The Irvine-based consumer electronics brand contends LeEco, its management team led by Chief Executive and founder Yueting “YT” Jia, and its finance arm, Global Holding, breached the sales contract, failed to negotiate in good faith and refused to pay Vizio the remaining $50 million in buyer termination fees, according to court documents filed in Santa Ana in Superior Court of the State of California-County of Orange and obtained by the Business Journal.
The lawsuit further contends that LeEco and its various corporate entities “concocted a secret plan” to leverage its publicly announced acquisition to gain or try to obtain access to Vizio’s large corporate customers and key decision makers.
“The lawsuits reflect serious allegations of false financial representations,” a Vizio spokesperson told the Business Journal.
Vizio is seeking damages of $50 million, as well as litigation costs and other relief the court deems valid.
The lawsuit, which contends that LeEco knew it was in a cash crunch and failed to disclose that pertinent information during months of negotiations, essentially rebukes the official statements both LeEco and Vizio made when the sale was terminated.
The companies jointly cited “regulatory headwinds” on April 10 for the sale’s collapse.
The Business Journal for months had reported that the deal was in jeopardy stemming from LeEco’s ongoing financial woes.
“The deal is still in progress, subject to LeEco capabilities—we have fulfilled our obligation,” Vizio founder and Chief Executive William Wang told the Business Journal in late February. “If they can’t come up with the payment, we will decide what to do. It’s not something I’m worried about. I’m happy either way.”

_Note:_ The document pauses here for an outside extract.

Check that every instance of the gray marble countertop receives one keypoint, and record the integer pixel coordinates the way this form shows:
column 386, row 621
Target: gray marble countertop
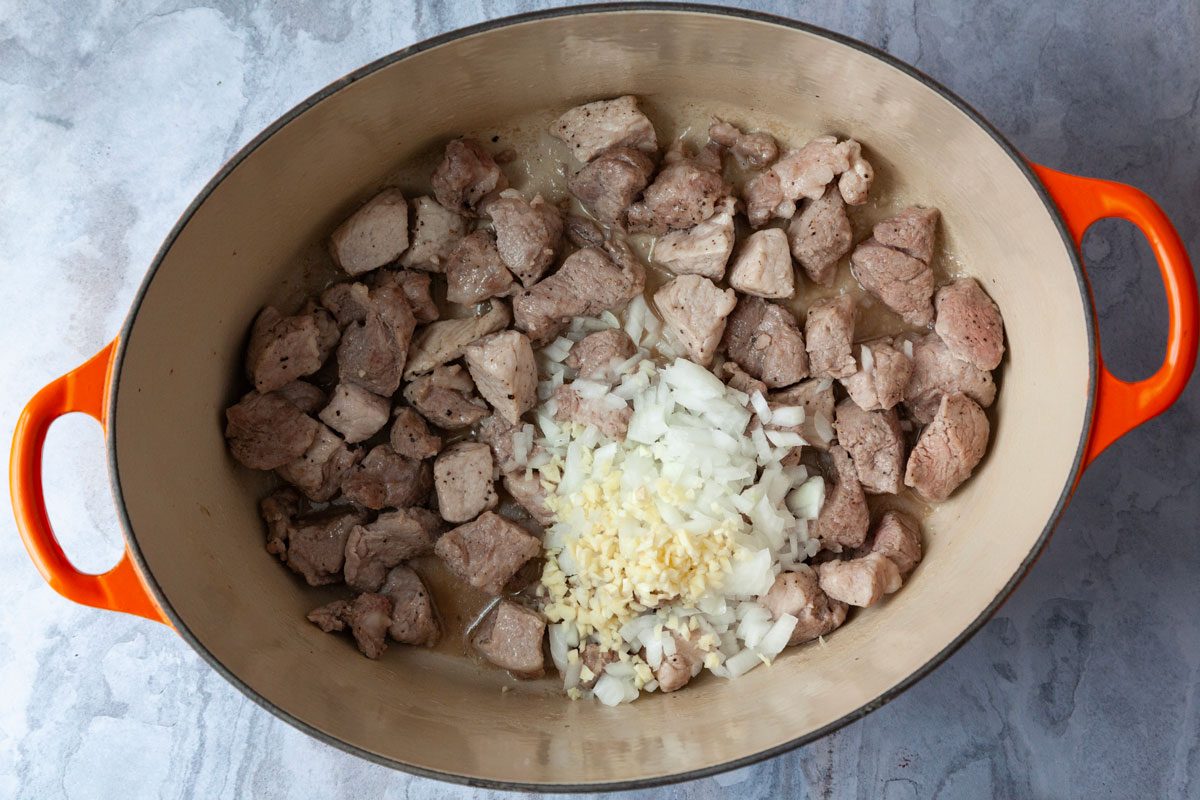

LeEco and Vizio representatives projected the transaction, first announced about a year ago, would close by year-end 2016.
The LeEco purchase first raised concerns among analysts in November as chatter picked up that the company hit a cash crunch due to expanding product lines and markets.
LeEco’s Jia, in a letter to employees that was obtained by Bloomberg at the time, said, “We blindly sped ahead, and our cash demand ballooned. We got over-extended in our global strategy. At the same time, our capital and resources were in fact limited.”
The development came about a month after LeEco’s U.S. launch event in San Francisco, where the company spent more than two hours promoting its third-generation smartphone, an Android smart bike, an 85-inch smart TV, updated subscription services, a virtual reality headset and an autonomous electric vehicle.
The company has since laid of hundreds of workers and shuttered its U.S. operation.
Vizio’s other lawsuit filed today in Santa Ana in the U.S. District Court for the Central District of California seeks $60 million in damages, as well as punitive damages.
The latest development comes a week after a Shanghai court froze $182 million in assets tied to Jia, also LeEco’s chairman, for missing loan payments, according to published reports.
Vizio, which was co-founded by Wang in 2002, is the fifth largest private company based in OC, with an estimated $3.5 billion in 2016 sales. The vast majority of its revenue is generated from its suite of smart TVs.
LeEco did not immediately respond for comment.